Classic Russian-German beef and cabbage filled sandwiches baked in yeast dough. More like a hand pie than a sandwich I think.
This is by far easier when you use a large stand mixer with a dough hook. Put warm water, yeast, sugar, salt and butter in bowl and add a cup of flour. Using whip beater attachment, mix thoroughly, scraping down sides of bowl.
HInt: grab a clean dish towel and wrap it around the bowl, see photo. That is unless you really enjoy cleaning up flour. (I don't.) Add 2 cups of flour, one at a time, and beat well.
You'll still want to keep your mixer modestly draped for the next step. Switch to dough hook and keep adding flour gradually until the dough hook starts pulling the dough away from the sides of the bowl. Stop the mixer and feel the dough. If it's still sticky, add a tablespoon or so of flour at a time and resume kneading with the dough hook. Stop adding flour when it's soft but handles without sticking to your fingers.

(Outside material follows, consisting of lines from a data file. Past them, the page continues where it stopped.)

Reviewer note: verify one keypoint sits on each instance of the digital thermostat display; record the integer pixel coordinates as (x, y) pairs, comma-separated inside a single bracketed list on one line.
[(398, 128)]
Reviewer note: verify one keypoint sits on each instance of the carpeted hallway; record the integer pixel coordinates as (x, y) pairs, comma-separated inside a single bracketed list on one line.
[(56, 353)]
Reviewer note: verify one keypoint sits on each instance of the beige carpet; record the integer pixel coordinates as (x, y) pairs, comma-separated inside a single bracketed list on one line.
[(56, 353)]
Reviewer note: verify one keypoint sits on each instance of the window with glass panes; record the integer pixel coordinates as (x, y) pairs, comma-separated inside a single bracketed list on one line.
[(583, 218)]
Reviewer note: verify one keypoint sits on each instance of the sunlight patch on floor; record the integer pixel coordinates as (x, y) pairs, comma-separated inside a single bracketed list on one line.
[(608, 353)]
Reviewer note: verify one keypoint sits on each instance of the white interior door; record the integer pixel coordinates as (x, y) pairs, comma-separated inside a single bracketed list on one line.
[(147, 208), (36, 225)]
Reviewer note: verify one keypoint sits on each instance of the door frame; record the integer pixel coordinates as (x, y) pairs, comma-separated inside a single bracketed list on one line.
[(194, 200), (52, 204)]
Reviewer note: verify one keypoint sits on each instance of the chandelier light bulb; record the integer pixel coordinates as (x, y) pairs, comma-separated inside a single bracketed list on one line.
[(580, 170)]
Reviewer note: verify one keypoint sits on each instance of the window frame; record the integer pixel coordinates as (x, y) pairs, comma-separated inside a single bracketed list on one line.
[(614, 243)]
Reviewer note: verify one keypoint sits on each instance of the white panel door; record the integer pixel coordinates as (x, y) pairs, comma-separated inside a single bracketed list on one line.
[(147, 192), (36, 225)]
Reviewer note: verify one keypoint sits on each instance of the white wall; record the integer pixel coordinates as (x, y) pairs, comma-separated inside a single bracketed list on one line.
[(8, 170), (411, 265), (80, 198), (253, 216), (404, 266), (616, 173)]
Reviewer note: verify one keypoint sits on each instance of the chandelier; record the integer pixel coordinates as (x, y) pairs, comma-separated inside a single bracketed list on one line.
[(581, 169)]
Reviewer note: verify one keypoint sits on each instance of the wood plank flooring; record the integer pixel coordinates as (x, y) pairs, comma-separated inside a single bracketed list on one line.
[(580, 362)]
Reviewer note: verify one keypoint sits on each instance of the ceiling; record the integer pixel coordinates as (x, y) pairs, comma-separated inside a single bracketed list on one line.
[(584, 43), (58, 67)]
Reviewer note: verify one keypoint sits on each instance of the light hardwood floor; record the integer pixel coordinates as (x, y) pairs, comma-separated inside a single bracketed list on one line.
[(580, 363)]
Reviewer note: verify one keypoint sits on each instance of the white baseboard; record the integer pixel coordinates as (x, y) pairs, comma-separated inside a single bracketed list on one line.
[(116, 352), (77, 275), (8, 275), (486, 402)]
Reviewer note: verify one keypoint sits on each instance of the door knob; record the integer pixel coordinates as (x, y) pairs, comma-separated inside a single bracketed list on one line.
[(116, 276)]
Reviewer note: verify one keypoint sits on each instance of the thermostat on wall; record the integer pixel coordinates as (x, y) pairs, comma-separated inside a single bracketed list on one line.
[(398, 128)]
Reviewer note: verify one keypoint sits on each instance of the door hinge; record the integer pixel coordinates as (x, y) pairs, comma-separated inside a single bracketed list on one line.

Great bread dough should feel satiny and elastic.
At this point I simply remove the dough hook and gather the dough into a ball. I spray the bowl generously with Pam or similar, return the dough to the bowl (not necessary to wash it first) smooth a little cooking oil or olive oil over the dough, cover with dish towel and set in a nice warm place. (In the summer, I've found my car makes a great proofing box!!)
When the dough has doubled in size, divide into 16 pieces and roll out into a thin oval about 6" by 8". Heavens, this is no time for exactitude. Think rustic and handmade. I like my runzas a little on the small side with thin, crisp dough wrappers. You may like yours chubby.
(Sometimes I make 8 runzas with half the dough and cinnamon rolls with the other half.)
Brown the ground beef and when it's losing it's pink and starting to brown, add the butter, olive oil, onion and cabbage and cook until the cabbage wilts. Add salt, pepper and garlic. At this point you can set it aside to cool until the bread is ready and rolled out.
Put about 1/2- 2/3 cup of filling on each dough oval and fold over, sealing edges of bread. You may water to wet the dough with your finger dipped in warm water to make it seal better.
Lay runzas seam side down on baking sheet with a little space between to allow for the bread to rise. Let them rise about 20-30 minutes the bake in 375 degree oven for about 20 minutes until nicley browned. Brush with melted butter when they come out of the oven to give them a soft, beautiful color and tasty crust.
These keep well in the fridge for a few days. Or, wrap individually in foil and freeze. They really freeze well so make a bunch when you do.
REHEAT: Heat frozen wrapped runzas in 400* oven for 20-25 min. Remove foil last 5 min.